Unklar ist bis heute, wie Julia eigentlich nach Rio gelangt ist. Der letzte freilebende Gelbbrustara wurde 1818 in der Stadt von einem australischen Wissenschaftler gesichtet, damals waren Rios Wälder komplett für Kaffeeplantagen abgeholzt worden. Es wird daher vermutet, dass Julia vor Tierhändlern nach Rio geschmuggelt wurde und dann entflog, vielleicht bei jemandem, der sie illegal als Haustier hielt. Die Hauptverbreitungsgebiete der Aras, von denen man acht Arten unterscheidet – etwa der Blauara und der Grünflügelara – sind heute der Amazonaswald und die angrenzenden Ökosysteme etwa das Cerrado oder das Überschwemmungsgebiet Pantanal im Westen Brasiliens. Sie liegen Tausende Kilometer von Rio entfernt.
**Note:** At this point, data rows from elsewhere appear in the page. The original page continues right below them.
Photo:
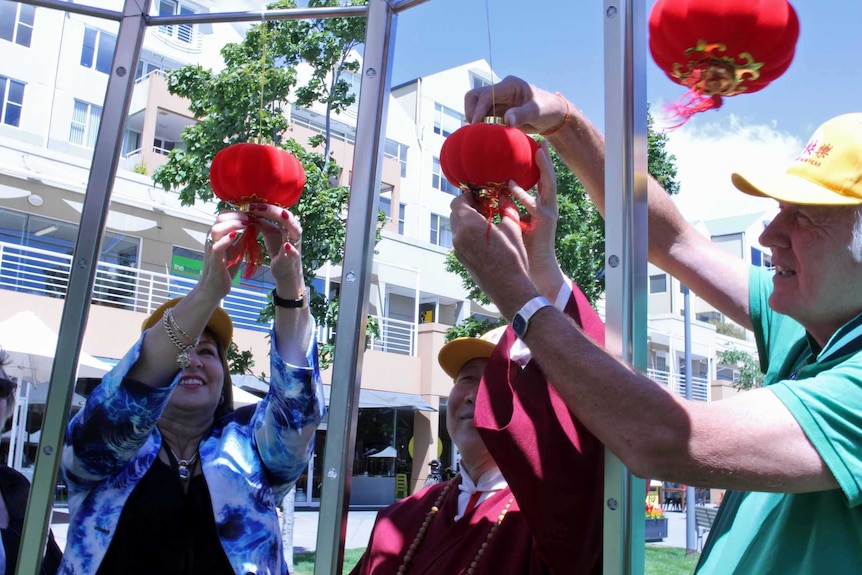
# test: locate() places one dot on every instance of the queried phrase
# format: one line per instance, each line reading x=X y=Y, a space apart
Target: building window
x=446 y=120
x=145 y=68
x=385 y=203
x=26 y=271
x=396 y=151
x=479 y=81
x=85 y=124
x=98 y=50
x=439 y=181
x=441 y=233
x=182 y=32
x=11 y=101
x=131 y=143
x=658 y=283
x=163 y=147
x=16 y=22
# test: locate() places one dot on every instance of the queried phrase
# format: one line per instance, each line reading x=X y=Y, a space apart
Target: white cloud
x=708 y=152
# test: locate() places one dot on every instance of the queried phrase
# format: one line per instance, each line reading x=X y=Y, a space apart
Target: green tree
x=247 y=100
x=330 y=44
x=580 y=238
x=748 y=364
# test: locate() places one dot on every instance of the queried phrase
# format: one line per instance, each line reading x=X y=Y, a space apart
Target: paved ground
x=360 y=523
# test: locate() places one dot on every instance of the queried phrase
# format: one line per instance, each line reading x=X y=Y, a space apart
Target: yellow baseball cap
x=459 y=351
x=220 y=323
x=827 y=172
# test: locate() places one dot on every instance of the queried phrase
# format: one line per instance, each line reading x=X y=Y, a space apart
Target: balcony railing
x=46 y=273
x=675 y=382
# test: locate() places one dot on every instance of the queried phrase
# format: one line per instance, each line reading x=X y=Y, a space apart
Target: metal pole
x=690 y=536
x=355 y=286
x=84 y=260
x=625 y=249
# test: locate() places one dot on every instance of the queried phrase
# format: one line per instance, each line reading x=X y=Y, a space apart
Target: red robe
x=554 y=525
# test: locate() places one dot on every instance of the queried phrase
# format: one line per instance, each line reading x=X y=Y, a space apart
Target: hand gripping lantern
x=483 y=158
x=247 y=173
x=720 y=49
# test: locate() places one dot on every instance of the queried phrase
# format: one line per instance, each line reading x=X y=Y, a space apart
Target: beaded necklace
x=420 y=535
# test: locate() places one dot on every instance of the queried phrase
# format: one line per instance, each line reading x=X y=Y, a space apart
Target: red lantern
x=482 y=158
x=719 y=49
x=247 y=173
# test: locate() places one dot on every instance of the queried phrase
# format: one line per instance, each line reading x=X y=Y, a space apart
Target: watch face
x=519 y=325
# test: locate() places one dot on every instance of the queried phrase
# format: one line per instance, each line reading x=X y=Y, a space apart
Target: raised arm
x=749 y=442
x=674 y=245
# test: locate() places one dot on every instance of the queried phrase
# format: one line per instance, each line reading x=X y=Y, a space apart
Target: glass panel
x=7 y=20
x=107 y=44
x=14 y=104
x=88 y=49
x=79 y=123
x=25 y=24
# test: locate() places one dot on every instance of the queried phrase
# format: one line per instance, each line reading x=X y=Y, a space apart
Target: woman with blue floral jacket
x=163 y=475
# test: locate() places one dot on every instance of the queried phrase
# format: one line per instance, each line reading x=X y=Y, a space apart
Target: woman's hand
x=222 y=246
x=520 y=104
x=282 y=236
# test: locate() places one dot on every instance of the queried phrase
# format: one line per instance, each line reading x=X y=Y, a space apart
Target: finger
x=523 y=196
x=547 y=177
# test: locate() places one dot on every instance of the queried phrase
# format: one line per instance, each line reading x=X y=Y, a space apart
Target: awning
x=375 y=398
x=368 y=398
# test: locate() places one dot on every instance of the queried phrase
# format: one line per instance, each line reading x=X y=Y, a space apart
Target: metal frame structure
x=625 y=173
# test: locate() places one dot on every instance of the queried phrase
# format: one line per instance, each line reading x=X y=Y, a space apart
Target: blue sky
x=558 y=45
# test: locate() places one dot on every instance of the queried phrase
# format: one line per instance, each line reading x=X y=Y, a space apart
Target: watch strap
x=288 y=303
x=522 y=319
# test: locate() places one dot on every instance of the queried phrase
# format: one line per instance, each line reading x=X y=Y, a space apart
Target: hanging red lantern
x=483 y=158
x=248 y=173
x=721 y=49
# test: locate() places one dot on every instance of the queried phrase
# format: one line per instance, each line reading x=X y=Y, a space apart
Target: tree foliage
x=748 y=364
x=248 y=100
x=580 y=239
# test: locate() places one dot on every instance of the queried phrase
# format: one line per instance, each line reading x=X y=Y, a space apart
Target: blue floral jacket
x=250 y=459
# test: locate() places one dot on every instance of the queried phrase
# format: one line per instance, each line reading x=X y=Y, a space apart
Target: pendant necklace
x=183 y=464
x=417 y=540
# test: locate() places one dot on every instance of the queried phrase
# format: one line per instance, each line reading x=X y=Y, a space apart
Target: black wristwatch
x=521 y=321
x=289 y=303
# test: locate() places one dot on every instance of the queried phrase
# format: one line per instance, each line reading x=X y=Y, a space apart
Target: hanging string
x=490 y=58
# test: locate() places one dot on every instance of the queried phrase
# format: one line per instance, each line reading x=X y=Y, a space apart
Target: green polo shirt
x=808 y=533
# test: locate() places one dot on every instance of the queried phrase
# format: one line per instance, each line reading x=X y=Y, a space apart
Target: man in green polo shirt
x=790 y=452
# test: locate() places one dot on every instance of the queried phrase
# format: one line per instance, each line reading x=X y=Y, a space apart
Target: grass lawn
x=658 y=561
x=669 y=561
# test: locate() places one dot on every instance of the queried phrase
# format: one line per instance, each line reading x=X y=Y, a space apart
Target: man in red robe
x=533 y=472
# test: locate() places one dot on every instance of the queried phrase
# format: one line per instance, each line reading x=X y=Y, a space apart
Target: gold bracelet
x=183 y=357
x=565 y=120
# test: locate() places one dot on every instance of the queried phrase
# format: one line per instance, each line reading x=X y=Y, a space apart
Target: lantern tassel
x=691 y=103
x=494 y=199
x=249 y=252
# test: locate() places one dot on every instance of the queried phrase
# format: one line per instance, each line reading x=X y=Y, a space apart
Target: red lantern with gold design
x=720 y=49
x=247 y=173
x=483 y=158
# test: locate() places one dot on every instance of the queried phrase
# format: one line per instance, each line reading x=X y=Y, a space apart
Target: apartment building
x=53 y=75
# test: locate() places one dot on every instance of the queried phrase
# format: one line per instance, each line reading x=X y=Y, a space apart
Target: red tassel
x=493 y=200
x=249 y=252
x=690 y=104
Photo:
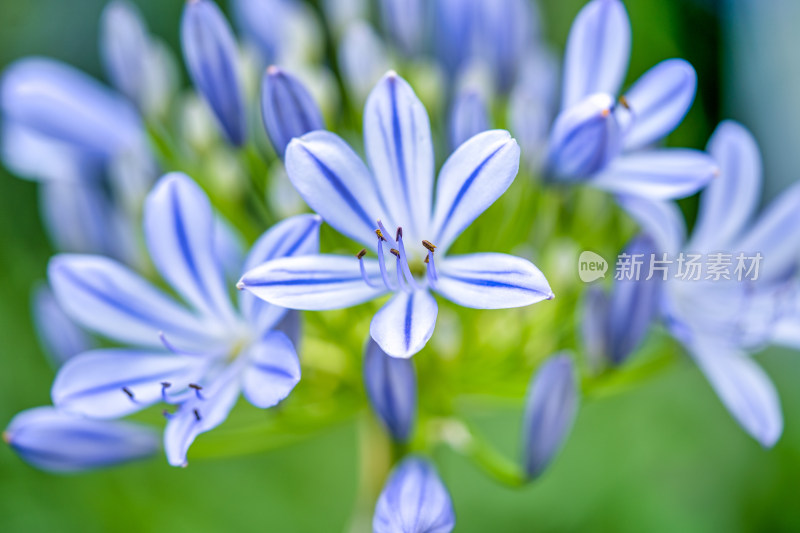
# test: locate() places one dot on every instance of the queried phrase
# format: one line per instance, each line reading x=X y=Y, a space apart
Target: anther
x=197 y=388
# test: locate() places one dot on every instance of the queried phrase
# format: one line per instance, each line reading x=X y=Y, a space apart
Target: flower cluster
x=166 y=289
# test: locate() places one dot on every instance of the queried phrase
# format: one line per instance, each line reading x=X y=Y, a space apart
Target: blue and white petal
x=397 y=138
x=211 y=55
x=598 y=50
x=59 y=102
x=491 y=281
x=314 y=282
x=658 y=101
x=335 y=183
x=198 y=415
x=391 y=385
x=295 y=236
x=729 y=202
x=287 y=108
x=108 y=298
x=61 y=442
x=405 y=323
x=179 y=229
x=272 y=371
x=585 y=137
x=662 y=221
x=472 y=178
x=659 y=174
x=112 y=383
x=744 y=388
x=414 y=500
x=552 y=403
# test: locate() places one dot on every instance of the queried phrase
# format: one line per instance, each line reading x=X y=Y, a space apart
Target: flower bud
x=550 y=410
x=392 y=390
x=287 y=108
x=60 y=442
x=414 y=499
x=211 y=55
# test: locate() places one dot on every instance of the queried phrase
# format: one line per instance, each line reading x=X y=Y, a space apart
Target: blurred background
x=664 y=456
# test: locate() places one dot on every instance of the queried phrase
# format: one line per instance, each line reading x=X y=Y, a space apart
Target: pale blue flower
x=138 y=65
x=392 y=205
x=212 y=56
x=719 y=322
x=288 y=109
x=414 y=500
x=551 y=406
x=198 y=356
x=61 y=442
x=607 y=145
x=615 y=322
x=59 y=336
x=391 y=384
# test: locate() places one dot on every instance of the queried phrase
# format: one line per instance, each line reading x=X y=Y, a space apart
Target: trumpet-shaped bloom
x=62 y=442
x=211 y=55
x=198 y=356
x=605 y=144
x=390 y=209
x=391 y=385
x=549 y=413
x=414 y=500
x=288 y=109
x=719 y=322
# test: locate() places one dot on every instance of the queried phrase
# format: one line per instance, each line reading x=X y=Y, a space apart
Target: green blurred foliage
x=664 y=456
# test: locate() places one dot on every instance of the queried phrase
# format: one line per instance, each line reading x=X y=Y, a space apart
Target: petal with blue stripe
x=108 y=298
x=491 y=281
x=114 y=383
x=658 y=101
x=314 y=282
x=335 y=183
x=598 y=50
x=179 y=230
x=472 y=178
x=397 y=137
x=56 y=441
x=405 y=323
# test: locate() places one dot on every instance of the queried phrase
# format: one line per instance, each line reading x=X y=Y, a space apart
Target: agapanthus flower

Viele der Aras, die heute im Bio Park leben, wurden einst bei Polizeiaktionen gegen Wildtierschmuggler beschlagnahmt. Ihr prächtiges Gefieder, ihr Charisma und ihre Intelligenz – sie nutzen Werkzeuge, lösen Probleme, erkennen sich im Spiegel – machen sie extrem begehrt. Im Ausland kann ein Ara auf dem Schwarzmarkt bis zu 3000 Dollar einbringen. Dabei hilft das bunte Kleid der Aras ihnen zwar, sich im dichten Dschungel gegenseitig zu finden, wo sie in Gruppen von bis zu 50 Exemplaren zusammenleben; aber die Farbenpracht erleichtert es auch illegalen Jägern, sie aufzuspüren.
Wegen seiner Artenvielfalt ist Brasilien heute besonders betroffen vom Schmuggel mit Wildtieren, der nach dem Drogen- und dem Waffenhandel die drittgrößte illegale Handelsaktivität der Welt ist. Die Umweltbehörde Ibama schätzt, dass jährlich bis zu 38 Millionen Wildtiere in Brasilien gefangen werden. Der größte Teil davon sind Vögel: Aras, Papageien, Tukane. Häufig gefangen werden aber auch Affen, Raubkatzen und Schlangen. 90 Prozent der Tiere, so schätzt das Ibama, überleben die Strapazen der Gefangenschaft und des Transports nicht. Die Liebe zwischen Romeo und Julia ist daher auch die Geschichte zweier Überlebender.
So schön sie allerdings ist, sie hat einen Haken. Denn man kann nicht mit Sicherheit sagen, welcher der beiden Aras eigentlich Romeo und welcher Julia ist. Es ist unmöglich, mit dem bloßen Auge einen weiblichen von einem männlichen Ara zu unterscheiden. „Dazu müsste man einen Gentest machen oder die Geschlechtsdrüsen untersuchen“, sagt die Biologin Angelita Capobianco, die im Bio Park arbeitet. Allerdings sieht sie keinen Grund, die Tiere diesem Stress „nur wegen einer romantischen Projektion des Menschen“ auszusetzen.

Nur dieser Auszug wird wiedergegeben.